CeBIT 2009: BMW and Partners Found GENIVI Open Source Platform
In a keynote at the Open Source Forum of CeBIT 2009, Graham Smethurst, general manager of infotainment and communication systems at BMW, will present a new Open Source development platform for the auto industry. Under the name GENIVI, founding partners BMW, Delphi, General Motors, Intel, Magneti Marelli, PSA Peugeot Citroën, Visteon and Wind River will jointly develop Linux-based infotainment software
The "IVI" part of the name GENIVI is short for "in-vehicle infotainment" and reveals the common goal of the partners in the auto, IT and infotainment electronics industries. The driving force is BMW's software development team, which for several months has been working with embedded Linux vendor Wind River on infotainment packages based on free software, at least initially for its luxury cars.
The cooperation with the other GENIVI partners has long been on BMW's wish list. At CeBIT in Hannover, the participating companies - usually competitors - will join together as GENIVI representatives for their presentation on March 5 from 2:00 to 3:30 PM in Hall 6.
BMW's Smethurst is pleased with the planned cooperation, as he has always felt strongly about the advantages of an open source collaboration. He says, "GENIVI will challenge the traditional approach of proprietary solutions and spawn a level of creativity not yet seen in this segment.
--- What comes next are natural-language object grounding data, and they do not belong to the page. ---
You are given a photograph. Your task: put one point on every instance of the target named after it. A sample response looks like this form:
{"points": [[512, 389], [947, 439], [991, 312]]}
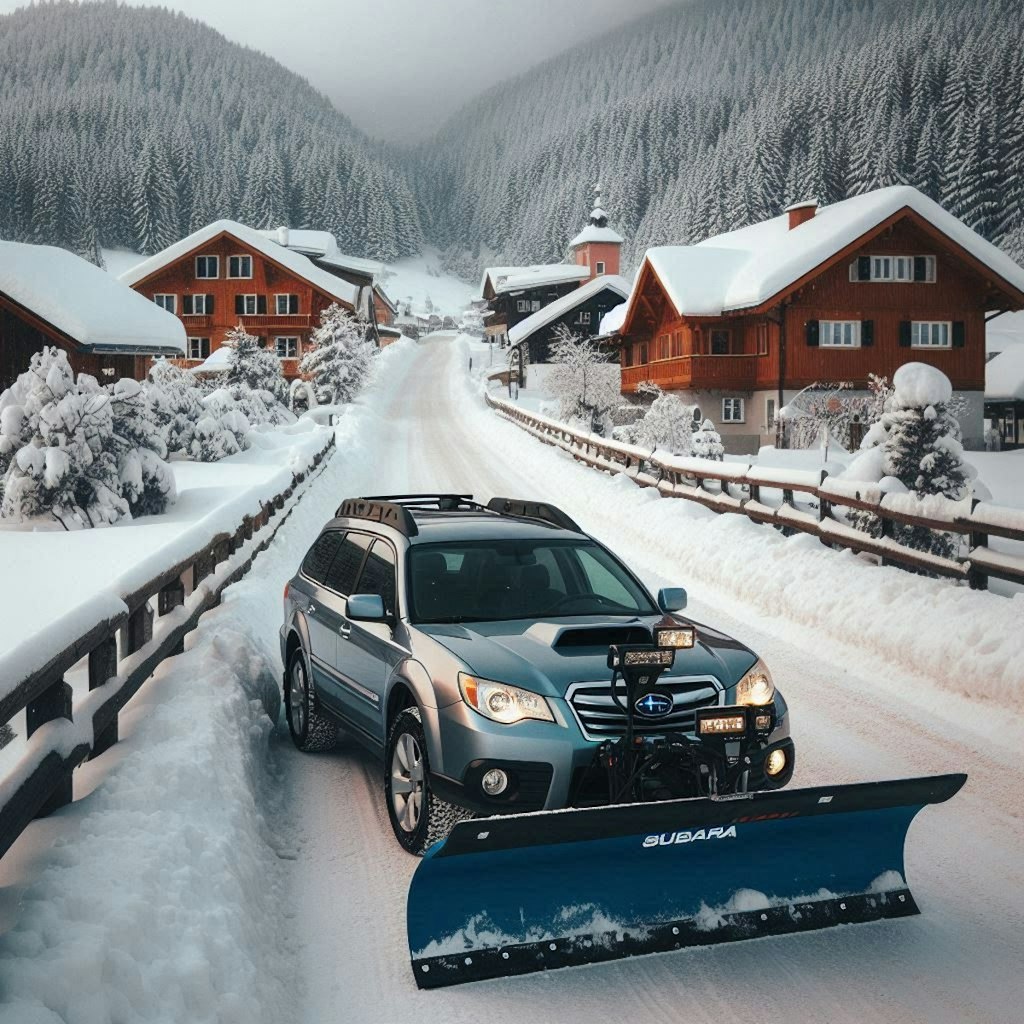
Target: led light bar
{"points": [[679, 637]]}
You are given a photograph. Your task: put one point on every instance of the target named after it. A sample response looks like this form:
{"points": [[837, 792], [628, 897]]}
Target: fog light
{"points": [[495, 782]]}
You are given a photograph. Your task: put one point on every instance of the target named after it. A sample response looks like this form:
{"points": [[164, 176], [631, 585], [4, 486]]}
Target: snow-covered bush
{"points": [[708, 442], [583, 380], [253, 366], [341, 356], [914, 449]]}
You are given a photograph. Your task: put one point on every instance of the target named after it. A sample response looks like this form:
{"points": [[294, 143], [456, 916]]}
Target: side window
{"points": [[345, 566], [378, 576], [317, 561]]}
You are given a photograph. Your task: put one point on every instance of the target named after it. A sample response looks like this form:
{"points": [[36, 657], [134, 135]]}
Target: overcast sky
{"points": [[397, 68]]}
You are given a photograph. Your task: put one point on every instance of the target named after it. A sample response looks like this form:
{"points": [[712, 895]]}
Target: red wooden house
{"points": [[225, 274], [742, 322]]}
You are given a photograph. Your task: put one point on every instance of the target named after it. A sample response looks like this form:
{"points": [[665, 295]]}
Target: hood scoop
{"points": [[600, 636]]}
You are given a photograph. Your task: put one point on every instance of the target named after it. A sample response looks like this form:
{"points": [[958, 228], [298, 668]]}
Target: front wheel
{"points": [[310, 731], [419, 818]]}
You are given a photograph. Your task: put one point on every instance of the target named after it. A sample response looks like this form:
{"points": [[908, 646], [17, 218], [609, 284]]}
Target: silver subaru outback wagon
{"points": [[467, 645]]}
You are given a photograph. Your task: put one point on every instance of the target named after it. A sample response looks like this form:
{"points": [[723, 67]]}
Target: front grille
{"points": [[600, 718]]}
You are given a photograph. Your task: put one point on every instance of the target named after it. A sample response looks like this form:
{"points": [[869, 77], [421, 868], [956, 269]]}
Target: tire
{"points": [[419, 818], [311, 732]]}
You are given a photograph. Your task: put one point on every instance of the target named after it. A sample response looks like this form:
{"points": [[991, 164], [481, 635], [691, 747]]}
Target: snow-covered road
{"points": [[852, 721], [312, 928]]}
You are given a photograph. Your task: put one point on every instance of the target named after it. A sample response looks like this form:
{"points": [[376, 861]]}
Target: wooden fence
{"points": [[737, 487], [122, 654]]}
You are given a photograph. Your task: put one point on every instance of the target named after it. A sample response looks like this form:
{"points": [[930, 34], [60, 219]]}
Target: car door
{"points": [[367, 651], [323, 633], [330, 615]]}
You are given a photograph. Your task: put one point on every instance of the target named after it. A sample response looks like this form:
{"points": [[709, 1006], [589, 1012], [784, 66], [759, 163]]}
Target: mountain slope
{"points": [[714, 114], [132, 126]]}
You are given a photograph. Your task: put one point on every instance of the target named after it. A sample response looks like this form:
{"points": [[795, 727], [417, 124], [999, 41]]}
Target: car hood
{"points": [[548, 656]]}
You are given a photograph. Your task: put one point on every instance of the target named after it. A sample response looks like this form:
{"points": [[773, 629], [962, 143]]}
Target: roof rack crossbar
{"points": [[534, 510]]}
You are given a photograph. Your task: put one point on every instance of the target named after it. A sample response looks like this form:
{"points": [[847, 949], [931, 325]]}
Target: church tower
{"points": [[597, 246]]}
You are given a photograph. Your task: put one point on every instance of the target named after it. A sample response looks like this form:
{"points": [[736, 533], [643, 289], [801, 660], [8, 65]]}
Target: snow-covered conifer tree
{"points": [[340, 359]]}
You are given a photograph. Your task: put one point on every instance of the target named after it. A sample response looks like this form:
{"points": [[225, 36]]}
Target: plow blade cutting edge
{"points": [[531, 892]]}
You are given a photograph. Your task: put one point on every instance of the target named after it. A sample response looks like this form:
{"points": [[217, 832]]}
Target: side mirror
{"points": [[672, 598], [367, 607]]}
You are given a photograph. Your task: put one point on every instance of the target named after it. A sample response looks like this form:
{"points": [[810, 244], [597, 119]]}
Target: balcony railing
{"points": [[696, 372]]}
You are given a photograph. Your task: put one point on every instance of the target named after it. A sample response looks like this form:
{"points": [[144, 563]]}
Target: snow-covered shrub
{"points": [[139, 446], [67, 467], [176, 404], [708, 442], [583, 380], [340, 360], [253, 366], [914, 448]]}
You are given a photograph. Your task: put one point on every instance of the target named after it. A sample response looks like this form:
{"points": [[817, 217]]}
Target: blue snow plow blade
{"points": [[532, 892]]}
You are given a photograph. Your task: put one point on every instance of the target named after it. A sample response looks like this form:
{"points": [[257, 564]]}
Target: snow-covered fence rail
{"points": [[121, 652], [737, 487]]}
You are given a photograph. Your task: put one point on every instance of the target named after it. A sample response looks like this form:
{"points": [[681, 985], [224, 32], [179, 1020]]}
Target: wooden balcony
{"points": [[695, 372]]}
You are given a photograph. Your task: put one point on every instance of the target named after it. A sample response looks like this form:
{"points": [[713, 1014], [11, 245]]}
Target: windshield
{"points": [[487, 581]]}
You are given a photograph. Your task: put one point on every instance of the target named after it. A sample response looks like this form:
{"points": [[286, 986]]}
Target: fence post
{"points": [[103, 665], [52, 704]]}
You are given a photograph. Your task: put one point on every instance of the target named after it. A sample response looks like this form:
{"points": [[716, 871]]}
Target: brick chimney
{"points": [[800, 213]]}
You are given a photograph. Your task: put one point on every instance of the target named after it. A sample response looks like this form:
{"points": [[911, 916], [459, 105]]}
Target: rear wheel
{"points": [[310, 731], [419, 818]]}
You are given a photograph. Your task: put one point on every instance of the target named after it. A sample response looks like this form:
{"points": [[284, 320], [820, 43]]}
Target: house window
{"points": [[905, 268], [199, 348], [732, 411], [207, 266], [720, 342], [839, 334], [240, 266], [197, 305], [762, 339], [931, 335]]}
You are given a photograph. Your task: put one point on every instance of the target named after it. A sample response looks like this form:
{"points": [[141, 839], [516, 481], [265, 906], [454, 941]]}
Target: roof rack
{"points": [[534, 510]]}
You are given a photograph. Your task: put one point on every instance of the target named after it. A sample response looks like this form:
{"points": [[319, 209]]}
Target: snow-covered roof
{"points": [[322, 246], [85, 302], [291, 260], [749, 266], [613, 318], [547, 314], [1005, 375], [594, 233]]}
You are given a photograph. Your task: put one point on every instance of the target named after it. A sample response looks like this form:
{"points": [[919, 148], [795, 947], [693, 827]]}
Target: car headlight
{"points": [[756, 687], [502, 702]]}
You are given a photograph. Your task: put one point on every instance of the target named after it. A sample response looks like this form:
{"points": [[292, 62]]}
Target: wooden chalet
{"points": [[742, 322], [51, 297], [227, 273]]}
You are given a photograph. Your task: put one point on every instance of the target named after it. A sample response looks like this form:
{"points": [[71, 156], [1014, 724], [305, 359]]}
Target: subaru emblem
{"points": [[654, 705]]}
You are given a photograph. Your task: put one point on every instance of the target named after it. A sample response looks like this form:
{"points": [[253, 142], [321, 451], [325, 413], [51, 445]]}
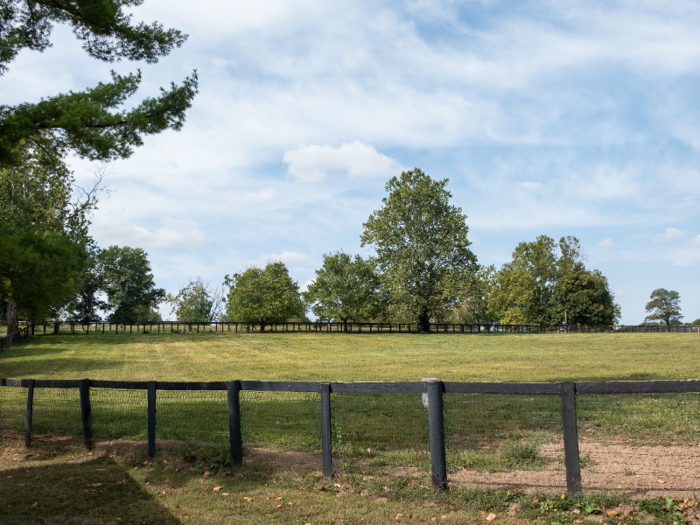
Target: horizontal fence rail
{"points": [[7, 341], [88, 397], [340, 328]]}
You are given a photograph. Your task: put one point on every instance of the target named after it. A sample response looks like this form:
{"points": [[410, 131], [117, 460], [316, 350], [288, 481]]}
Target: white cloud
{"points": [[670, 235], [304, 287], [285, 257], [530, 185], [313, 163], [173, 233]]}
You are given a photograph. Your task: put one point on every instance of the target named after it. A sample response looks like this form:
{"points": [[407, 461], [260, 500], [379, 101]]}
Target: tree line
{"points": [[423, 270]]}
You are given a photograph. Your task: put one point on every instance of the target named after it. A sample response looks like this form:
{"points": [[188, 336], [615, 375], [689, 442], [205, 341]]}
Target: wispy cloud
{"points": [[174, 233], [670, 235], [314, 163]]}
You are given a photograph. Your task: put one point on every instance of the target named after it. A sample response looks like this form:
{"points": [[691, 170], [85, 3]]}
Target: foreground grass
{"points": [[57, 482], [338, 357]]}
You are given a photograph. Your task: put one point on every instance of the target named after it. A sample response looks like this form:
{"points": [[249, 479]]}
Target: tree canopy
{"points": [[547, 283], [422, 247], [665, 305], [197, 302], [264, 296], [88, 122], [39, 202], [345, 289], [129, 284]]}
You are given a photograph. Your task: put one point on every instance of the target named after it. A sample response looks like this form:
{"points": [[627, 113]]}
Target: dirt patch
{"points": [[638, 472]]}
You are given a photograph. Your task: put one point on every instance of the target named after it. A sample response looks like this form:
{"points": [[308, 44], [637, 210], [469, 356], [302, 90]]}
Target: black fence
{"points": [[336, 328], [9, 340], [238, 408]]}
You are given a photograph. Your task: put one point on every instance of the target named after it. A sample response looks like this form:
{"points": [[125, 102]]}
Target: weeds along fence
{"points": [[435, 425], [337, 328]]}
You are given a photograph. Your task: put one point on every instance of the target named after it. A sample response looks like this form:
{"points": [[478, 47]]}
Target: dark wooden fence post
{"points": [[30, 410], [234, 422], [151, 418], [86, 413], [571, 453], [437, 435], [326, 445]]}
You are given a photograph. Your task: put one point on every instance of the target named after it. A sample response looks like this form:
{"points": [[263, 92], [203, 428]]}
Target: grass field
{"points": [[372, 433], [337, 357]]}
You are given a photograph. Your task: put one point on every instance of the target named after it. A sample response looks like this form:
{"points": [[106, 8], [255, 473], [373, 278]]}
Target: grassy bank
{"points": [[337, 357]]}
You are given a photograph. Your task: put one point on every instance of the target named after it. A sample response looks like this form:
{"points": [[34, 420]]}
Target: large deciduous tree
{"points": [[422, 247], [547, 283], [585, 298], [345, 289], [39, 200], [264, 296], [665, 305], [128, 282], [197, 302], [88, 122], [472, 306]]}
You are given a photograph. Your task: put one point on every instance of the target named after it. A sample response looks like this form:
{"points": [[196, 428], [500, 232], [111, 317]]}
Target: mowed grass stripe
{"points": [[338, 357]]}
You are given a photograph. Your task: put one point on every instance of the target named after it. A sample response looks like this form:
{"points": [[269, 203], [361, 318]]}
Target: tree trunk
{"points": [[424, 321], [12, 325]]}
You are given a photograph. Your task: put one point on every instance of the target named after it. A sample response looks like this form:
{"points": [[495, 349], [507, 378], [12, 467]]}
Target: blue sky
{"points": [[548, 117]]}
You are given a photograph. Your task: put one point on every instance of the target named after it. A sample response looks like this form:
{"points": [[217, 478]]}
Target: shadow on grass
{"points": [[96, 491]]}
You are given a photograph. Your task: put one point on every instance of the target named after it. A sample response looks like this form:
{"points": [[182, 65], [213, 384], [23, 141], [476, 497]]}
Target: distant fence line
{"points": [[432, 389], [336, 327], [9, 340]]}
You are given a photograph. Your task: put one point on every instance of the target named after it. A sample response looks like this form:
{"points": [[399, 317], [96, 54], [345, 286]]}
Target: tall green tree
{"points": [[422, 247], [39, 200], [87, 303], [197, 302], [547, 283], [473, 305], [89, 123], [129, 284], [267, 295], [39, 272], [345, 289], [665, 305], [585, 298]]}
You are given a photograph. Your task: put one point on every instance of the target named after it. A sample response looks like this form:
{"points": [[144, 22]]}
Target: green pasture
{"points": [[489, 432], [356, 357]]}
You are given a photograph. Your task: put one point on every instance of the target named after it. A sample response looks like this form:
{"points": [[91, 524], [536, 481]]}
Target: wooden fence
{"points": [[337, 328], [434, 388], [9, 340]]}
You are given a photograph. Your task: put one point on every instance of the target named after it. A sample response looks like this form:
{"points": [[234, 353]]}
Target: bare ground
{"points": [[638, 472], [634, 471]]}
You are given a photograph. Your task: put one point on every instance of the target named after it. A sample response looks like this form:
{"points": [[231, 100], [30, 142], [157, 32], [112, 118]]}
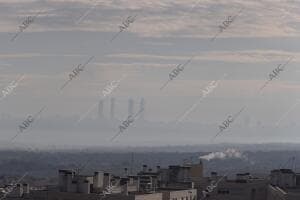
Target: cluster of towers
{"points": [[131, 108]]}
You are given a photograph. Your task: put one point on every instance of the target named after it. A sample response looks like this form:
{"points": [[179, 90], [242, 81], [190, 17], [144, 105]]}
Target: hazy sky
{"points": [[165, 33]]}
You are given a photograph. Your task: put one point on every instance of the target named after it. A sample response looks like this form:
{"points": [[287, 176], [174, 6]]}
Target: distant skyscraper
{"points": [[142, 107], [130, 107], [112, 108], [100, 109]]}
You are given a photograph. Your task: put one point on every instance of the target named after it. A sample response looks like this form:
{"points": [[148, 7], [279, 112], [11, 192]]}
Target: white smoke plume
{"points": [[228, 153]]}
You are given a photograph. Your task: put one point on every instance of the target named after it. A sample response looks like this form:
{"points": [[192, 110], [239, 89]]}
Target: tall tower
{"points": [[100, 109], [112, 108], [142, 107], [130, 107]]}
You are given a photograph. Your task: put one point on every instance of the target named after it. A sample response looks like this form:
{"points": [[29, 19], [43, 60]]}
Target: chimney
{"points": [[144, 168], [157, 168], [130, 107], [112, 108], [25, 188], [100, 109], [214, 175], [142, 107]]}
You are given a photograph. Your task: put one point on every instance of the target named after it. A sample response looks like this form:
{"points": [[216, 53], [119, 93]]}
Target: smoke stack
{"points": [[25, 188], [144, 168], [100, 109], [112, 108], [142, 107], [130, 107], [157, 168]]}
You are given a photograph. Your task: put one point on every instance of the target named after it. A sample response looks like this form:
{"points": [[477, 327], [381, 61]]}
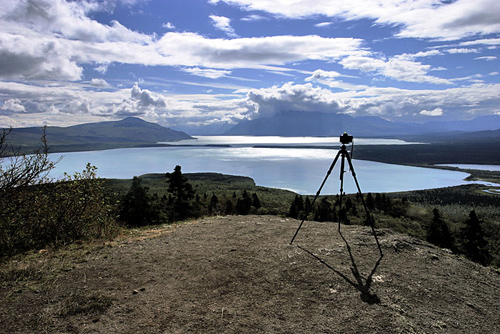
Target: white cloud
{"points": [[323, 24], [13, 105], [401, 68], [391, 103], [461, 50], [223, 23], [254, 17], [53, 40], [487, 58], [168, 25], [417, 19], [489, 41], [207, 72], [98, 82], [435, 112]]}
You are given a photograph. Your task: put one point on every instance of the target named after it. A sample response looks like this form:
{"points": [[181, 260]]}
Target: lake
{"points": [[298, 169]]}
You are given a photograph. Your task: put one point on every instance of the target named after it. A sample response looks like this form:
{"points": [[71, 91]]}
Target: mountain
{"points": [[297, 123], [127, 132]]}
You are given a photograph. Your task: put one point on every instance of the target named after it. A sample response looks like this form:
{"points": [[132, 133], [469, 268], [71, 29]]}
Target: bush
{"points": [[55, 213]]}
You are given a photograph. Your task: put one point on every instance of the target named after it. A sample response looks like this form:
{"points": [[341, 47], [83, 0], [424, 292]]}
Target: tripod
{"points": [[344, 155]]}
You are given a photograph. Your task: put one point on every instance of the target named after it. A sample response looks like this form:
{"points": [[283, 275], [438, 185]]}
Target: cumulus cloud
{"points": [[401, 68], [433, 113], [98, 82], [390, 103], [13, 105], [487, 58], [168, 25], [446, 20], [207, 72], [254, 17], [223, 23], [53, 40], [323, 24]]}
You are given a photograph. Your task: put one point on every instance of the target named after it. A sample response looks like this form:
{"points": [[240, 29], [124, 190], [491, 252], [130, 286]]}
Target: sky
{"points": [[201, 64]]}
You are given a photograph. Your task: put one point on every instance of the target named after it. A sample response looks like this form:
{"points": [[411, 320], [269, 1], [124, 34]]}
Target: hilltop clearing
{"points": [[239, 274]]}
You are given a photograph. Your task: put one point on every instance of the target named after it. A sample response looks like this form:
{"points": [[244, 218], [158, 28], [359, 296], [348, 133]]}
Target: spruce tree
{"points": [[474, 243], [438, 232], [182, 192], [135, 207]]}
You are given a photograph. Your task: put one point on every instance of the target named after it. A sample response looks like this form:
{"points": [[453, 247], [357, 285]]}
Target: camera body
{"points": [[345, 138]]}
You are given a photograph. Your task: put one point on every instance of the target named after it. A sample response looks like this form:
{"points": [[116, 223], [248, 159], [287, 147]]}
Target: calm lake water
{"points": [[298, 169]]}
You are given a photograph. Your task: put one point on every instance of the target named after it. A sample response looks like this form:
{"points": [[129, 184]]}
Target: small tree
{"points": [[136, 206], [182, 192], [256, 201], [438, 232], [474, 244], [213, 204]]}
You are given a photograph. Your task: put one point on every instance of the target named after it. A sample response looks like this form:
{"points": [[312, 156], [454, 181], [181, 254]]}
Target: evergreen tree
{"points": [[438, 232], [244, 204], [370, 202], [293, 212], [296, 207], [255, 201], [229, 208], [136, 208], [182, 193], [474, 244], [324, 211], [213, 203]]}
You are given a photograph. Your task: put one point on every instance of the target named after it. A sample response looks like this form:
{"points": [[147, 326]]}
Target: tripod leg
{"points": [[368, 216], [342, 167], [317, 194]]}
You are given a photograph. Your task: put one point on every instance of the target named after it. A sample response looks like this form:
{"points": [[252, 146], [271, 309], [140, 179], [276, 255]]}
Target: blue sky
{"points": [[193, 64]]}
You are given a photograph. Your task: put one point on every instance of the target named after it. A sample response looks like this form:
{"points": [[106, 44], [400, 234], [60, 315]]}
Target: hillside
{"points": [[239, 274], [128, 132]]}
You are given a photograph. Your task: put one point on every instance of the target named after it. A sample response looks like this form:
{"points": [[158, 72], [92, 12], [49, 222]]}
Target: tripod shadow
{"points": [[361, 284]]}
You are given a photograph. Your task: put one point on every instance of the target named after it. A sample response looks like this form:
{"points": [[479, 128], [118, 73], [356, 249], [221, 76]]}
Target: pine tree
{"points": [[255, 201], [213, 203], [136, 208], [438, 232], [370, 202], [474, 244], [229, 208], [182, 193]]}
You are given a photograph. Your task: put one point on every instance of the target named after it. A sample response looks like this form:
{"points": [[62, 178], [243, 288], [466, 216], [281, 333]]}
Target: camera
{"points": [[345, 138]]}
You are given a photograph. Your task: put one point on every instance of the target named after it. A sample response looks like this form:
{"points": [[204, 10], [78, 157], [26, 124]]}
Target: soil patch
{"points": [[239, 274]]}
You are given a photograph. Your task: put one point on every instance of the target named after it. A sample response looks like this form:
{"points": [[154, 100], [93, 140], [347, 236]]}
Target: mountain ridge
{"points": [[130, 131], [298, 123]]}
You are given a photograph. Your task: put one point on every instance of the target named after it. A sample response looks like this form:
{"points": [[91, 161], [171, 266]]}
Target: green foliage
{"points": [[56, 213], [474, 244], [182, 192], [438, 232], [137, 207]]}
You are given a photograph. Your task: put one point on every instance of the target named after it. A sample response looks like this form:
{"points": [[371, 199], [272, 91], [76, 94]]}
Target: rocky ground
{"points": [[239, 274]]}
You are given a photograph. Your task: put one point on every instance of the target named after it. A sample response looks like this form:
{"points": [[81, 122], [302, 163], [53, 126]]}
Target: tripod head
{"points": [[346, 139]]}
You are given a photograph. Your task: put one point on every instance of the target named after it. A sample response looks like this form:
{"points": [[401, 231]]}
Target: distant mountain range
{"points": [[129, 132], [297, 123]]}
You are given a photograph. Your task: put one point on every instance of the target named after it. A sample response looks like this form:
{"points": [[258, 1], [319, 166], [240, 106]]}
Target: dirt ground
{"points": [[239, 274]]}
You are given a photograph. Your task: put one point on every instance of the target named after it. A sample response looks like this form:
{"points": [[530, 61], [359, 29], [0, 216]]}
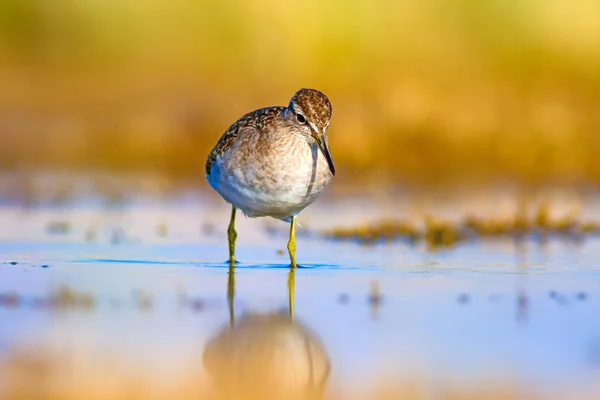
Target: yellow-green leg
{"points": [[231, 294], [292, 242], [291, 284], [231, 236]]}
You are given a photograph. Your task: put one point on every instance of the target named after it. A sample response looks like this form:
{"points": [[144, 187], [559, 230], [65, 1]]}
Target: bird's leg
{"points": [[232, 235], [231, 294], [291, 284], [292, 242]]}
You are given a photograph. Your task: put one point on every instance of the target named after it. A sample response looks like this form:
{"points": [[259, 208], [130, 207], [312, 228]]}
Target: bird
{"points": [[274, 162]]}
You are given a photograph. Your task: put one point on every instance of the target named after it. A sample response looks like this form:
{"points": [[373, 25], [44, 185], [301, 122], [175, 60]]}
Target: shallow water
{"points": [[158, 284]]}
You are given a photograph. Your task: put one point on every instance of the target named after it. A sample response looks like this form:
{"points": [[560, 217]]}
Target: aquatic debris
{"points": [[196, 304], [162, 230], [9, 300], [375, 298], [58, 227], [66, 297]]}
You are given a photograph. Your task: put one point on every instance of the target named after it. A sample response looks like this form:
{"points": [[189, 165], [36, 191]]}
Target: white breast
{"points": [[279, 183]]}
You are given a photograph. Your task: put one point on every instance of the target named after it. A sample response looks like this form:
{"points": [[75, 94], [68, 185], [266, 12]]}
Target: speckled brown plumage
{"points": [[258, 119], [275, 161]]}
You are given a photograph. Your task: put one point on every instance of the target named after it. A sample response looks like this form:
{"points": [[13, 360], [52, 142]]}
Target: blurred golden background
{"points": [[422, 92]]}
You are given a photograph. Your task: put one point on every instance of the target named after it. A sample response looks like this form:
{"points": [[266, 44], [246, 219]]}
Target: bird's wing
{"points": [[254, 121], [227, 140]]}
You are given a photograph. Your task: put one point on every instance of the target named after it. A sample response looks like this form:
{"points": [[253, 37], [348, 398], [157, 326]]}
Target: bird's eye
{"points": [[300, 118]]}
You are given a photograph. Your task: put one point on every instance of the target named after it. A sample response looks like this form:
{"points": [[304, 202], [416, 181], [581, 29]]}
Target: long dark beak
{"points": [[324, 146]]}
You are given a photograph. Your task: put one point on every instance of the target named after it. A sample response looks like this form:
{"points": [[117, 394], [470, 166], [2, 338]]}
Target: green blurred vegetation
{"points": [[422, 92]]}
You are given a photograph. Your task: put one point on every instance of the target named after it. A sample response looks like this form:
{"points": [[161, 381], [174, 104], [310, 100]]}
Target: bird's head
{"points": [[310, 110]]}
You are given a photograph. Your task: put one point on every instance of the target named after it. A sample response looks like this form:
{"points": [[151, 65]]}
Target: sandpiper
{"points": [[274, 162]]}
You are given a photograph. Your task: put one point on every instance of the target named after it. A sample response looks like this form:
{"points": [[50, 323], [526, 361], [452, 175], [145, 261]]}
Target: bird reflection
{"points": [[266, 355]]}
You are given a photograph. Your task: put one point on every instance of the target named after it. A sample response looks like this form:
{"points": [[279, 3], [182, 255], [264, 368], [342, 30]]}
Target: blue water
{"points": [[477, 310]]}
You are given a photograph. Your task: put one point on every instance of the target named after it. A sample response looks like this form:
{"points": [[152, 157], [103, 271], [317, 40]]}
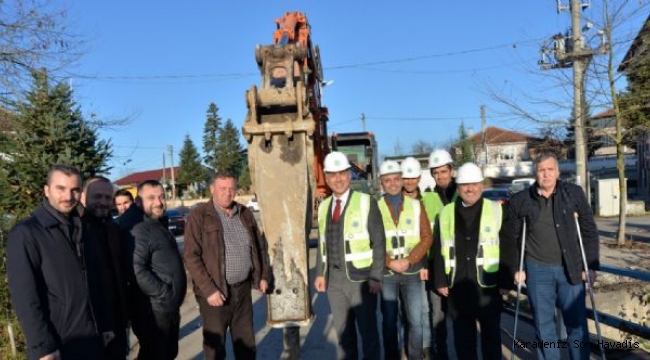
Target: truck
{"points": [[361, 150]]}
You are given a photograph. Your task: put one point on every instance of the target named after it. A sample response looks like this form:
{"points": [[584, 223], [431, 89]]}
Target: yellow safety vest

Collaborating on a common reference platform in non-differentiating areas of the architecture will allow GENIVI members to focus on the development and integration of innovative customer functionality." Hans-Georg Frischkorn, General Motors executive director of global electrical systems, controls and software, agrees: "Having a common reference platform will be critical for the greater auto ecosystem in developing innovative and sophisticated in-car entertainment applications."
Under the GENIVI name the industry alliance will develop a common hardware and software architecture that should profit OEMs, Tier 1 and other providers. The components of the GENIVI platform will include Linux-based services, middleware and open application layer interfaces. Based on the vision of the alliance members, the open source platform should be the first point of contact and base for all automotive vendors and their suppliers, who should contribute to GENIVI to develop and expand it further with their own products and services.
Smethurst and his colleagues are convinced of faster development and dramatically reduced production costs through their initiative, while at the same time willing to shake off dependency on proprietary solutions. Thanks to freely available source code, the path should be set for individual infotainment variants.
Smethurst promises the first version of the GENIVI platform as early as the summer of 2009. It should be based on an automotive prototype based on Wind River Linux and Intel's Atom processor that has been in development over the last 18 months. The reference implementation will be made available as open source code "to stimulate innovation among developers."